Is your current facility bursting at the seams? Are you finding it hard to hire enough workers at a reasonable wage? Are transportation costs for your finished goods driving you to the poor house? Do you need better access to critical markets? Is your facility in need of an upgrade?
If you answered “yes” to any of these questions, relocating your company might be the ideal solution.
For companies of any size, relocating operations is a major undertaking. And even with extensive consideration and planning, the process is risky and will likely be full of curveballs.
But above all, the decision to relocate your company will likely come down to a combination of compelling factors.
“If you’re looking for a location that will give you access to a larger labor pool at a lower cost, and you can find locations where that is available, of course it makes good sense to move,” says Bill King, owner of Nacogdoches, Texas-based B&L Research.
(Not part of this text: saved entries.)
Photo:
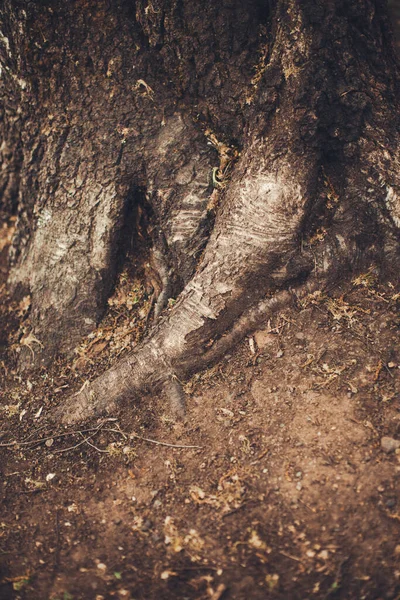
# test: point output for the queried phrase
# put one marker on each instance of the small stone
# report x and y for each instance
(389, 444)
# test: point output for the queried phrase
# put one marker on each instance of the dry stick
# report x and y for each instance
(51, 437)
(85, 440)
(139, 437)
(93, 446)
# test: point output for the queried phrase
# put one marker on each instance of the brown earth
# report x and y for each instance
(287, 493)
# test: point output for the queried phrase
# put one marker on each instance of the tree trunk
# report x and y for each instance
(263, 137)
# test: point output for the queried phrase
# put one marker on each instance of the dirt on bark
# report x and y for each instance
(277, 486)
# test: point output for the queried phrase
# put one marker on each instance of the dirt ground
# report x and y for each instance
(276, 486)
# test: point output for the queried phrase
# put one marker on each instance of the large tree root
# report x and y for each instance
(147, 368)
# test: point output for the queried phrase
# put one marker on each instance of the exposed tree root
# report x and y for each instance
(148, 368)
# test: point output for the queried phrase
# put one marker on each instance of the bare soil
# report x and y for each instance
(286, 493)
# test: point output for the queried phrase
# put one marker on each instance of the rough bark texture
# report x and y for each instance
(290, 107)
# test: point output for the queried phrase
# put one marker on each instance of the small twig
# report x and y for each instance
(139, 437)
(291, 557)
(85, 440)
(93, 446)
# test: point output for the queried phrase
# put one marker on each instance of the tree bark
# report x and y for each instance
(289, 109)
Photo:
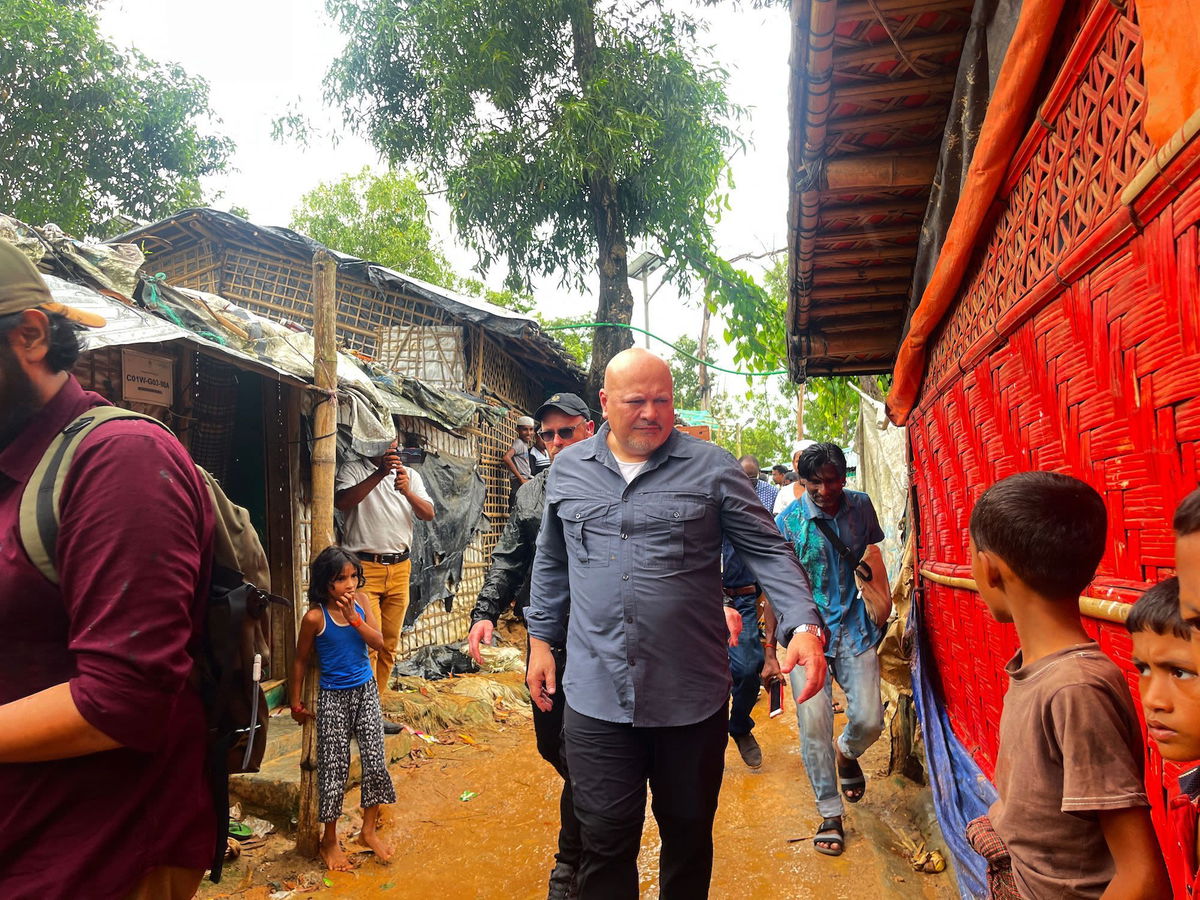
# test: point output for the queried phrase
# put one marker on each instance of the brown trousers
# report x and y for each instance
(387, 592)
(167, 882)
As long-time editor of international site location magazine Expansion Management, King understands business relocation from multiple perspectives and says the decision always comes down to two things: people or money – or both.
1. More people. Sometimes, the decision to relocate comes down to numbers. Perhaps your operation has 50 employees, but now you need 200 employees. Can the area surrounding your business meet that need?
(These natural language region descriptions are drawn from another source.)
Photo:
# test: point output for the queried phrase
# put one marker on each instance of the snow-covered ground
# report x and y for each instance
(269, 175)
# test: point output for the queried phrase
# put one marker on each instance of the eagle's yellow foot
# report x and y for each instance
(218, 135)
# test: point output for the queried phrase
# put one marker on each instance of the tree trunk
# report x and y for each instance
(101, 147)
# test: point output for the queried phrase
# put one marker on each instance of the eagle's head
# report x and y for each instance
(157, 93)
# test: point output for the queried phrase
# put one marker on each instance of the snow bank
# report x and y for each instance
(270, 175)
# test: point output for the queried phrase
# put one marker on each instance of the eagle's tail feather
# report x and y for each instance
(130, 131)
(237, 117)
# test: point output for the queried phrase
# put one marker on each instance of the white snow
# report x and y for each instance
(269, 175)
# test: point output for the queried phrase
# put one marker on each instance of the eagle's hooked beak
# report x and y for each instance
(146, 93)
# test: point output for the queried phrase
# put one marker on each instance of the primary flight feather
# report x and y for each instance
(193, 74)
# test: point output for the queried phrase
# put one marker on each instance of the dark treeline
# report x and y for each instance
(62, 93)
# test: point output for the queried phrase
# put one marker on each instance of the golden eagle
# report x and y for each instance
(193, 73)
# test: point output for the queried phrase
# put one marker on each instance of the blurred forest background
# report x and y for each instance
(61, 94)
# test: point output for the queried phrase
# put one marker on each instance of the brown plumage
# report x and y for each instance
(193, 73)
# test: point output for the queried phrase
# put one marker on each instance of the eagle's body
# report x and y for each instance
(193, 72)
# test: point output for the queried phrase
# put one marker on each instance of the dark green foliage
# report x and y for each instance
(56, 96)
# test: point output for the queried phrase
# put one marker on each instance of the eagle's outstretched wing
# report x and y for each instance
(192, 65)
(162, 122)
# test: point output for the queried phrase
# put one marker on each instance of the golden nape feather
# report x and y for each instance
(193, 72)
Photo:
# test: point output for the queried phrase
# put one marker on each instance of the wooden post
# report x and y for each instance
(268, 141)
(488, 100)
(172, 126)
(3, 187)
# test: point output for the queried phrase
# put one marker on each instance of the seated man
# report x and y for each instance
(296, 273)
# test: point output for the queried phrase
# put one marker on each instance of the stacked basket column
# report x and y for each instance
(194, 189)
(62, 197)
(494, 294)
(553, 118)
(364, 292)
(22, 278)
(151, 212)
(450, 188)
“If your current location doesn’t have the people you need, you may need to consider a new location,” says King. “You might not necessarily want to shut down your current site, but you definitely need to consider establishing an additional site in a more labor-rich location.”
2. Better people. The same thing holds true for skills. Finding the right technical, industrial, or mechanical expertise required to maximize your company’s production might translate into exploring larger metros with a variety of educational connections.
“If you’ve built a start-up, and you’re in a small or medium-sized town without a university, technical school or a population of people with the necessary skills for your company, you can easily outgrow your access to the skilled workforce you need to continue to operate and grow,” says King. “You need a place big enough to attract the people you want, especially if your company is high-tech or industrial.”
3. Proximity to customers/market. Market considerations are a critical factor when considering a business relocation. Has your market shifted? Expanded in new directions? Are you close to what you need, resource-wise? Do you ship goods by rail, road, air, sea? There are myriad questions to consider when assessing market potential and customer access.
“Increased transportation costs can kill you,” says King. “If your market has grown substantially into geographically disparate regions, it behooves you to open a physical presence in your new market area to capitalize on logistics and transportation assets, as well as save money on shipping strategies.”
4. Lower labor rates. Wage rates differ greatly nationally and globally. Savvy companies will always investigate the best ways to secure a skilled workforce while also paying reasonable salaries. Other labor considerations include unionization rates, right-to-work law and workers’ compensation rates, to name a few.
“For certain manufacturing positions, East and West Coast locations might require a salary of $80,00 - $90,000, whereas that same position in Texas might only cost you $50,000,” says King. “If your company is competing nationally, or even globally, those costs savings can be critical to your bottom line.”
5. Lower real estate/living costs. The price of real estate not only factors into your company’s operating costs, but also the quality of life of your employees. Will your employees be able to comfortably afford homes? Will the community be ideal for both your business and your employees? How does the area’s cost of living compare to other locations?
“Typically, when you relocate your company, your new workforce is already in place,” says King. “However, if you’re trying to recruit nationally, it might be challenging to get people to move to a location with a less-than-stellar quality of life. In those cases, your company will likely end up paying a lot more to recruit the people you need.”
6. Lower tax rates. Lower taxes have long been a site location factor, especially for businesses considering locations in a different state. Think California or New York vs. Texas. The potential savings can be significant. For moves within the same state, however, tax differences are less significant and, therefore, less important.
When it comes to tax incentives, King warns that caution must be exercised.
“Incentives have a short life span,” says King. “They are like an after-dinner mint; a nice way to seal the deal. But they have a shelf life and often go away within three to five years. If you are in a situation where you are required to do something you wouldn’t ordinarily do, that’s almost always a bad idea. If incentives are driving the deal, it’s probably bad for the community and the company.”
7. Better regulatory environment. Over-regulated environments are hard on businesses. Fines and compliance issues can add up to headaches and lost revenue, whereas a business-friendly regulatory environment signals concrete competitive advantages for businesses on the grow. Relocating your business to a friendly regulatory climate could prove an economically sensible choice in the long run. Noted for its favorable regulatory environment, Texas has been the recipient of hundreds of companies fleeing over-taxed and over-regulated states in the past several years.
“While taxes and labor costs are usually the main cost-comparison factors, they are not the only ones,” says King. “The thing to remember is that, if the cost of doing something varies from place to place, then it’s a site selection factor.
At the end of the day, a comprehensive analysis will help determine if relocating makes good business sense for your company.
“There is rarely a single reason for a move,” says King. “But if you can stack three, four or five reasons together, then it might be time to seriously consider relocating.”
Certainly, a business move is not a decision to be made lightly.
Don’t rush. Consider your alternatives. Beyond just a physical move, your company’s relocation must be intelligent, as well.